Invariants of maximal tori and unipotent constituents of some quasi-projective characters for finite classical groups (1705.07179v1)

Abstract: We study the decomposition of certain reducible characters of classical groups as the sum of irreducible ones. Let ${\mathbf G}$ be an algebraic group of classical type with defining characteristic $p>0$, $\mu$ a dominant weight and $W$ the Weyl group of ${\mathbf G}$. Let $G=G(q)$ be a finite classical group, where $q$ is a $p$-power.
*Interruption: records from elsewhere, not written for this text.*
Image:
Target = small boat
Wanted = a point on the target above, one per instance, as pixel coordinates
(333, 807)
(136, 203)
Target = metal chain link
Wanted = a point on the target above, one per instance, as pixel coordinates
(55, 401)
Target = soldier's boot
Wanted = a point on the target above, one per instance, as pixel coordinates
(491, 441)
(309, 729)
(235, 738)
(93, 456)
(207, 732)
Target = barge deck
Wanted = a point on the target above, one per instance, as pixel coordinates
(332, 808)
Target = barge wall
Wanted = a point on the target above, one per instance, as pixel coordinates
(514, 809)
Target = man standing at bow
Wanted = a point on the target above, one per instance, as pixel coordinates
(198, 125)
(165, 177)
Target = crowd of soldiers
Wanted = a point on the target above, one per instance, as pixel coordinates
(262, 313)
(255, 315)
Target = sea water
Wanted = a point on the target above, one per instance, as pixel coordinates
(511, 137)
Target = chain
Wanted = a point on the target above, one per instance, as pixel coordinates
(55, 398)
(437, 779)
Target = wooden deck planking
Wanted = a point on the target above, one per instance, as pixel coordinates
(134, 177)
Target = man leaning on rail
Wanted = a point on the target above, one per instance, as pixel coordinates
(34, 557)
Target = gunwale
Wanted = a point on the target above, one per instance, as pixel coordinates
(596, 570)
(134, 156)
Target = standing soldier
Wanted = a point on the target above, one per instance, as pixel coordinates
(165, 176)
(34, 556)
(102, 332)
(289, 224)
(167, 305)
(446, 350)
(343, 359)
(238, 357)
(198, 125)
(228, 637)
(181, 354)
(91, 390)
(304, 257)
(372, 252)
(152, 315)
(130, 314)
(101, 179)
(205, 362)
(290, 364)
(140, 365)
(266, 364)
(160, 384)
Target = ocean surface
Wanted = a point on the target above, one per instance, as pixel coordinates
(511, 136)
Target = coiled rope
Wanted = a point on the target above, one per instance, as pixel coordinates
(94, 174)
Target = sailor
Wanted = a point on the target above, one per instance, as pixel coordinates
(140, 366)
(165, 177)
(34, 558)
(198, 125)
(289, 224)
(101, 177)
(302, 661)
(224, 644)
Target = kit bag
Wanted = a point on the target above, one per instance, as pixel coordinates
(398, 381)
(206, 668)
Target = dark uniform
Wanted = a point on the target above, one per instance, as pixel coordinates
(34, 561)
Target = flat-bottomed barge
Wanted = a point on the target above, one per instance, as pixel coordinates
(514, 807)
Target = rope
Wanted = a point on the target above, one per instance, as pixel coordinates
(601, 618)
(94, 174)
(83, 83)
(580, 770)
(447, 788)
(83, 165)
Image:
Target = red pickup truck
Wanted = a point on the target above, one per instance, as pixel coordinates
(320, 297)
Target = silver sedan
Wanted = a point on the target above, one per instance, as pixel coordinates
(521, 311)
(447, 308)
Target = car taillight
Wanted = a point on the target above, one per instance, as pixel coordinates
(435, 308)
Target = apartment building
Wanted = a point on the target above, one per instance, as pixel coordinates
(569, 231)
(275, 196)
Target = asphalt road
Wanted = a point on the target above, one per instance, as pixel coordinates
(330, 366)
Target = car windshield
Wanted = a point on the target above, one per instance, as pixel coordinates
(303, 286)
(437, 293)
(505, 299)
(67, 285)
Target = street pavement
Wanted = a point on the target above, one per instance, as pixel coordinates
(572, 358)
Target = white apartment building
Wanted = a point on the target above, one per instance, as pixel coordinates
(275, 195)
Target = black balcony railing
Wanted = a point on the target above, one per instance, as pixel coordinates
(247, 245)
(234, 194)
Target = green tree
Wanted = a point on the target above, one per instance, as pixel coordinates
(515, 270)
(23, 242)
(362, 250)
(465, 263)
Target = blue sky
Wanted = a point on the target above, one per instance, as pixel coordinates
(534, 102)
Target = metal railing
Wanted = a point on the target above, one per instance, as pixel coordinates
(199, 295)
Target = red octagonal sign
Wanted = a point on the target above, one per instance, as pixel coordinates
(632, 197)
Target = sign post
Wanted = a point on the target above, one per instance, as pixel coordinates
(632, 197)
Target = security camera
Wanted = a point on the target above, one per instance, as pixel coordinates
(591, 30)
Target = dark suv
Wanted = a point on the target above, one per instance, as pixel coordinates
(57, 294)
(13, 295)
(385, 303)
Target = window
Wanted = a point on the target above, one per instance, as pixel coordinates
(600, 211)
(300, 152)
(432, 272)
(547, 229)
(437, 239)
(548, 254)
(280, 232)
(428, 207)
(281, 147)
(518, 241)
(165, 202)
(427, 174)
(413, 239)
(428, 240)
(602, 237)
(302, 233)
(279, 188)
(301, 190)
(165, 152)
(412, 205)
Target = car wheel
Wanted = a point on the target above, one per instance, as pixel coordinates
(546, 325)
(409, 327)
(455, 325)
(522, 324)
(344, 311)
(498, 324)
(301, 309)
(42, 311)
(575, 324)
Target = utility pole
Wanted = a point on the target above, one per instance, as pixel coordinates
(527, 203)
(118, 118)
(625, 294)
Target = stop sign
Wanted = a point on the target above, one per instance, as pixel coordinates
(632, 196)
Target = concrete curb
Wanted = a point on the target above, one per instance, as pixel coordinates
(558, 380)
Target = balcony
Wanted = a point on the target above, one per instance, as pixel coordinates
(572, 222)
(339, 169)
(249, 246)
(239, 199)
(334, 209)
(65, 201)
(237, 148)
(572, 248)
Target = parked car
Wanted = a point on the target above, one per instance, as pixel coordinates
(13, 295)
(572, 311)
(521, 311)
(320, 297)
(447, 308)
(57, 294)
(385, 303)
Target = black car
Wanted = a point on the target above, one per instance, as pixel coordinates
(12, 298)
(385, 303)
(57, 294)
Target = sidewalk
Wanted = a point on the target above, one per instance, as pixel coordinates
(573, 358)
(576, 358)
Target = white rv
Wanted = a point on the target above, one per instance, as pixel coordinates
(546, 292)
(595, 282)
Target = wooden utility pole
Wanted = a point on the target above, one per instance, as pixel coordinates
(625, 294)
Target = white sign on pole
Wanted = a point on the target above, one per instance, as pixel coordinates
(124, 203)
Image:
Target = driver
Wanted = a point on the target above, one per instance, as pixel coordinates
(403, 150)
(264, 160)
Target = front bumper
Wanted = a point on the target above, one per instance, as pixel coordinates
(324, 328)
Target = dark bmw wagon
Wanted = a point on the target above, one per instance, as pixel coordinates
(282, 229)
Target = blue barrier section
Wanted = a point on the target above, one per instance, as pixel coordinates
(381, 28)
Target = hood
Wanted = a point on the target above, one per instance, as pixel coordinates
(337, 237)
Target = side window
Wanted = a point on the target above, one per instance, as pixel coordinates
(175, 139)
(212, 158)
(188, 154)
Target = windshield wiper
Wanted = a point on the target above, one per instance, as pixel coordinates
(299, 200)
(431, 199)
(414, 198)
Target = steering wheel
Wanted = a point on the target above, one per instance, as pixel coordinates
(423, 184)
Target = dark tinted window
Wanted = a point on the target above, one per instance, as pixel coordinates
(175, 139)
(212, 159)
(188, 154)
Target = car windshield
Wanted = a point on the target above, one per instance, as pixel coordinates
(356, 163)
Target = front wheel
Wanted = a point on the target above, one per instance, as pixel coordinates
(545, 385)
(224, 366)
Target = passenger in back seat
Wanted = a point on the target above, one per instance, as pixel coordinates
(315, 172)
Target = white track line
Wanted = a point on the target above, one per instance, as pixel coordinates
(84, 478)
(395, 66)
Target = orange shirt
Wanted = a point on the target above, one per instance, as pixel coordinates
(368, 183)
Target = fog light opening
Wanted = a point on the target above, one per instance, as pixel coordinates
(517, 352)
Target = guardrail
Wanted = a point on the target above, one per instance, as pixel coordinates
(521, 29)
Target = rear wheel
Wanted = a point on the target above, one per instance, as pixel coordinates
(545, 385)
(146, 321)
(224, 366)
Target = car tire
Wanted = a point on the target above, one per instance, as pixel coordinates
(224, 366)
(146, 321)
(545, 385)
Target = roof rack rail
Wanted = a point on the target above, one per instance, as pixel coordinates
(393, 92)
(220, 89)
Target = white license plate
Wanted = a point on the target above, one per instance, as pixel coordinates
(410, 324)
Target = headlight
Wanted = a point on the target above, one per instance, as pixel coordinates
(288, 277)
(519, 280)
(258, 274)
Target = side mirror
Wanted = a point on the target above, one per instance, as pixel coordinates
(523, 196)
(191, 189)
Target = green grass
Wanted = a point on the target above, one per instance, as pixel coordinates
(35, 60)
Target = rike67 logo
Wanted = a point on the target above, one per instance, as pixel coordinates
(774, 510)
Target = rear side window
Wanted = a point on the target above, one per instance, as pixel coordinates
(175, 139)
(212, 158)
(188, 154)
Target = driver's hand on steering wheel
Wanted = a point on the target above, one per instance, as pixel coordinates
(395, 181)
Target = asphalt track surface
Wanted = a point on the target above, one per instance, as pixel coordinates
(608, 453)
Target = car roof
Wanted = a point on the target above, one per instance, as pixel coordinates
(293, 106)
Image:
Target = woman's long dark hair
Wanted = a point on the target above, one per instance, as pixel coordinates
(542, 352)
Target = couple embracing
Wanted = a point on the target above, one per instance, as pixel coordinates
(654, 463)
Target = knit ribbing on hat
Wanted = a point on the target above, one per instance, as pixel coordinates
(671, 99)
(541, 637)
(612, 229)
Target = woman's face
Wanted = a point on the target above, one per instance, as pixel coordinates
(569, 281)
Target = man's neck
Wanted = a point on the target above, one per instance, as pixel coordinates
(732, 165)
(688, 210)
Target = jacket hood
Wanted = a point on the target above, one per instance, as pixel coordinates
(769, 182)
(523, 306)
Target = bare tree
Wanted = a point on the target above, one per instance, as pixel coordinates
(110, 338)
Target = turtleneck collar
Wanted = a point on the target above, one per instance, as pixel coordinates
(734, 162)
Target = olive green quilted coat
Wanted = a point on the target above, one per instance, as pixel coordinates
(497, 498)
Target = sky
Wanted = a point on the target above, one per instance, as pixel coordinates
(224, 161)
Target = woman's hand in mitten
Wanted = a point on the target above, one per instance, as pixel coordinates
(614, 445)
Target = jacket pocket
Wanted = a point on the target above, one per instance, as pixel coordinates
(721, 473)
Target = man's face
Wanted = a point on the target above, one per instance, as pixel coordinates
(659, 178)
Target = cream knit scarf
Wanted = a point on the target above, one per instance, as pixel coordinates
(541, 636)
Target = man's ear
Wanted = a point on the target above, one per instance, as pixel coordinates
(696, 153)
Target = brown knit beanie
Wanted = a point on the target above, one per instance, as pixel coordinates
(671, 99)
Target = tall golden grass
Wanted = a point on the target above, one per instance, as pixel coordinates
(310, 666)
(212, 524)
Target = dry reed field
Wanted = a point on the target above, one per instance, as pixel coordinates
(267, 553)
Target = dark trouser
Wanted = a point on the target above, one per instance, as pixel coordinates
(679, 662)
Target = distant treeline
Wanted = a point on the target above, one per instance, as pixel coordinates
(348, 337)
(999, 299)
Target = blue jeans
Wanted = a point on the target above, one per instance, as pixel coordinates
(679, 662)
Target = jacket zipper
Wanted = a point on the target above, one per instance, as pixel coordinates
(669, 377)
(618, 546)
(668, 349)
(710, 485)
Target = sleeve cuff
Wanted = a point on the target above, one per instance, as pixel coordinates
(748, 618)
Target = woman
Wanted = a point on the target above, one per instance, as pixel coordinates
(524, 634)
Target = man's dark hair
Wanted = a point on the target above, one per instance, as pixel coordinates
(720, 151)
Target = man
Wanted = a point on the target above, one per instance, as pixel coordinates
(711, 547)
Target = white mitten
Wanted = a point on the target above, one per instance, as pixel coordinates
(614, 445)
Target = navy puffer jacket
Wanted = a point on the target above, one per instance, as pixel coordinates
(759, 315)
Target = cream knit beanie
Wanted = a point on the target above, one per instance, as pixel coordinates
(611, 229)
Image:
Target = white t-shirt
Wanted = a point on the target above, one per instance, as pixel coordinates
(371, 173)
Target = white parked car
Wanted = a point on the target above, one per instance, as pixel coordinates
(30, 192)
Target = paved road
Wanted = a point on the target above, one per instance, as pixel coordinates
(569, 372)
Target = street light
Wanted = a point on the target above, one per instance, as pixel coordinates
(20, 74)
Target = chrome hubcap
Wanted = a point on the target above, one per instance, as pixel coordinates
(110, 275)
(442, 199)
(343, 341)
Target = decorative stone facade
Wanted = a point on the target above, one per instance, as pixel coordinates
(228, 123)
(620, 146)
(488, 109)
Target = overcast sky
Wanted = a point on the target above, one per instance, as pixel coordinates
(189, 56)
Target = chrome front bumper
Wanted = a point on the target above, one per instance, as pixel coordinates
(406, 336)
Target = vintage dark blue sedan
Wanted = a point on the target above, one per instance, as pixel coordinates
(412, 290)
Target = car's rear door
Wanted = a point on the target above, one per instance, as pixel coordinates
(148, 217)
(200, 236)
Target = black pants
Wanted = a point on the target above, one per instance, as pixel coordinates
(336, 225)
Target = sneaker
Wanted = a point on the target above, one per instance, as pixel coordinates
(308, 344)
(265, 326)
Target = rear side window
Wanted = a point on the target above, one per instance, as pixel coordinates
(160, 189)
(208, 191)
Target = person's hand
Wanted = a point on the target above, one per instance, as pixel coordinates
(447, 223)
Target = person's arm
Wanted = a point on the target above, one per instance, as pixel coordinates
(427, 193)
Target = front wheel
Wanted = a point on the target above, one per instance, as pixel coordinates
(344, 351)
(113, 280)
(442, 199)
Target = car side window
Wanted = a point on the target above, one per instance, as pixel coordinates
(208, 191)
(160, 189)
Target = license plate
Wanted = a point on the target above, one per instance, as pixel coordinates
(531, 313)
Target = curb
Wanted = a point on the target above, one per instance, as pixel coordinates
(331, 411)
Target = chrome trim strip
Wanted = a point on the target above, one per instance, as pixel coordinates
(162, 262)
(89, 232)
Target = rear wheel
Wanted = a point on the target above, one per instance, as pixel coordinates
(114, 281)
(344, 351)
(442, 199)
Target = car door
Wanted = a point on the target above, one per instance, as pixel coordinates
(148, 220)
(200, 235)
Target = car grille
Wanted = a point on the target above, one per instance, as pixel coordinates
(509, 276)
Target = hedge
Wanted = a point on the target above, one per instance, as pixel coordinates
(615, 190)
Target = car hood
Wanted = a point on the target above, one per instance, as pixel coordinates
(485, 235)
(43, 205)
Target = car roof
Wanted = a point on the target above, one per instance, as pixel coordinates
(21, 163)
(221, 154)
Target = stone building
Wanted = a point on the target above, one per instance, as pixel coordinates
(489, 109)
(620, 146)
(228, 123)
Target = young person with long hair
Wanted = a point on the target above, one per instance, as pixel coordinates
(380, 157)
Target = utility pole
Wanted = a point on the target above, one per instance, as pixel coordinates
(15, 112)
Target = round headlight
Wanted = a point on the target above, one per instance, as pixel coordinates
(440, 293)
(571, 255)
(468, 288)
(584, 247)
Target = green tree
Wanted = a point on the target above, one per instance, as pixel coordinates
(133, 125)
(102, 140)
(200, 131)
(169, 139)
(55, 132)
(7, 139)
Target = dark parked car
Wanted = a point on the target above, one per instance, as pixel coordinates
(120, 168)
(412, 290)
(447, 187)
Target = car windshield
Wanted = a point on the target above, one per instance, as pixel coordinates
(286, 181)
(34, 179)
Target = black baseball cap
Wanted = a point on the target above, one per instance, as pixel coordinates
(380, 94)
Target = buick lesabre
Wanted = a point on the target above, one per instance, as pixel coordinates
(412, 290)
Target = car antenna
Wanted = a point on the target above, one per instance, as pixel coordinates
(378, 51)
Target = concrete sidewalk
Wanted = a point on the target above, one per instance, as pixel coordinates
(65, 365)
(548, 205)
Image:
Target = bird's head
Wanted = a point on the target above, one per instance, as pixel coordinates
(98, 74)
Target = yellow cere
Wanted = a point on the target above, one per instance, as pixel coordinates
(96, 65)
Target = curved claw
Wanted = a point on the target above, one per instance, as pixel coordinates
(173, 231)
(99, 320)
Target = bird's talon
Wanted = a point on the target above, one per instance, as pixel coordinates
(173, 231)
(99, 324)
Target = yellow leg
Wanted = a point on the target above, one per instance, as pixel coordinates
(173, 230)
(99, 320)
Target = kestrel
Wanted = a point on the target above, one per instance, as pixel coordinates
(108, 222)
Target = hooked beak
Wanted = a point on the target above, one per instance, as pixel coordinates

For a weight $\mu$ of ${\mathbf G}$ the sum $s_\mu$ of distinct weights $w(\mu)$ with $w\in W$ viewed as a function on the semisimple elements of $G$ is known to be a generalized Brauer character of $G$ called an orbit character of $G$. We compute, for certain orbit characters and every maximal torus $T$ of $G$, the multiplicity of the trivial character $1_T$ of $T$ in $s_\mu$. The main case is where $\mu=(q-1)\omega$ and $\omega$ is a fundamental weight of ${\mathbf G}$. Let $St$ denote the Steinberg character of $G$. Then we determine the unipotent characters occurring as constituents of $s_\mu\cdot St$ defined to be 0 at the $p$-singular elements of $G$. Let $\beta_\mu$ denote the Brauer character of a representation of $SL_{n}(q)$ arising from an irreducible representation of ${\mathbf G}$ with highest weight $\mu$. Then we determine the unipotent constituents of the characters $\beta_\mu\cdot St$ for $\mu=(q-1)\omega$, and also for some other $\mu$ (called strongly $q$-restricted). In addition, for strongly restricted weights $\mu$, we compute the \mult of $1_T$ in the restriction $\beta_\mu|_T$ for every maximal torus $T$ of $G$.